In un grande studio di coorte multicentrico retrospettivo su pazienti adulti ricoverati in terapia intensiva per 3 giorni o più, è stato osservato che i livelli sierici di creatinina al momento del ricovero in terapia intensiva e della somministrazione di antibiotici erano associati all’insorgenza di infezione da Clostridium Difficile, mentre l’assunzione di inibitori di pompa protonica non mostrava associazioni significative in questo setting.

 

RIASSUNTO

OBIETTIVI I pazienti nell’unità di terapia intensiva (intensive care unit, ICU) spesso ricevono gli inibitori di pompa protonica (PPI) e hanno alti tassi di infezione da Clostridium difficile (Clostridium Difficile Infection, CDI). I PPI sono stati associati con CDI nei pazienti ospedalizzati, ma i pazienti ICU differiscono in modo sostanziale da pazienti non-ICU e pochi studi si sono concentrati sull’uso di PPI esclusivamente in ambito di terapia intensiva. È stato condotto uno studio di coorte retrospettivo per determinare le associazioni tra PPI e l’insorgenza di CDI in terapia intensiva.

METODI Sono stati analizzati i dati di tutti i pazienti ICU adulti presso tre ospedali (14 ICU) tra il 2010 e il 2013. Sono stati esclusi i pazienti con CDI recente o una permanenza in terapia intensiva minore di 3 giorni. Sono state analizzate le cartelle cliniche elettroniche per le esposizioni in terapia intensiva, concentrandosi sulle esposizioni a PPI e altre potenzialmente modificabili che si sono verificate durante il ricovero. L’insorgenza di CDI in terapia intensiva è stata definita come una nuova PCR positiva per il gene della tossina B di C. difficile da uno strumento informe, con conseguente ricezione della terapia anti-CDI. Sono state analizzate le esposizioni a PPI e altre esposizioni come covariate tempo-dipendenti e utilizzato i modelli a rischi proporzionali di Cox per aggiustare per fattori demografici, comorbilità e altri fattori clinici.

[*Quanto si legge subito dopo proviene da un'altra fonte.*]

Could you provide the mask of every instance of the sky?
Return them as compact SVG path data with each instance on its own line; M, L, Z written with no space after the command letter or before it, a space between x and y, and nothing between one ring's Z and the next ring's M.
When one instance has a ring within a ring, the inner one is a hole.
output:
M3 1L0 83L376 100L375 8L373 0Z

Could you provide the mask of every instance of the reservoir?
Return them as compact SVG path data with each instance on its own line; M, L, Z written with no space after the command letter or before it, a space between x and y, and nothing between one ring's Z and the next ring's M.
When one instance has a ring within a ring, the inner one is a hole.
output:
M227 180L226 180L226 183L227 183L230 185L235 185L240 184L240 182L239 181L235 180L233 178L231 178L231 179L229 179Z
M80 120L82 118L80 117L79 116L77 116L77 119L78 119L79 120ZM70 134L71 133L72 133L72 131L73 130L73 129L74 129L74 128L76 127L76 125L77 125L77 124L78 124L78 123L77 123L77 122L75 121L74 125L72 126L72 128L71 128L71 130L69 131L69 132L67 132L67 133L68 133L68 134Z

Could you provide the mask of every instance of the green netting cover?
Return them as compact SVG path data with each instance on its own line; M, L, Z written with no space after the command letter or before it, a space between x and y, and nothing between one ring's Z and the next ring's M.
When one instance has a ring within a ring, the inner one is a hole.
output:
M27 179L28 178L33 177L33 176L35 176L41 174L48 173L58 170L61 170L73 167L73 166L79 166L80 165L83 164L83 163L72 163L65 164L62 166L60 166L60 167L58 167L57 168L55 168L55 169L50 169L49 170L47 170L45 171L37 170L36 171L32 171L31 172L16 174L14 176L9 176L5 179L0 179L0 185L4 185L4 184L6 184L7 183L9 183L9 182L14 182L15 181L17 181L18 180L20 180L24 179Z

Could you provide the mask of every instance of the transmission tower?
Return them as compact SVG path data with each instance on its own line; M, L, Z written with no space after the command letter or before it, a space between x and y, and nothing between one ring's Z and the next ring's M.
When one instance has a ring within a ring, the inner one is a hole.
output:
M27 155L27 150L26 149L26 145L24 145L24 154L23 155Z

RISULTATI Dei 18.134 pazienti che rientravano nei criteri di inclusione, 271 (1,5%) hanno sviluppato CDI in terapia intensiva. La somministrazione di antibiotici era il più forte fattore di rischio per la CDI (HR aggiustato [aHR] 2,79; IC 95% 1,50-5,19). Non c’era alcun aumento significativo del rischio di CDI associato ai PPI in coloro che non avevano assunto antibiotici (aHR 1,56; 0,72-3,35), mentre erano associati ad un ridotto rischio di CDI in coloro che avevano assunto antibiotici (aHR 0,64; 0,48-0,83). Non c’era anche alcuna evidenza di aumento del rischio di CDI in coloro che avevano assunto una più alta dose di PPI.

CONCLUSIONI L'esposizione agli antibiotici era il più importante fattore di rischio per l’insorgenza di infezione da Clostridium Difficile in terapia intensiva. I PPI non aumentavano il rischio di CDI in terapia intensiva, indipendentemente dall'uso di antibiotici.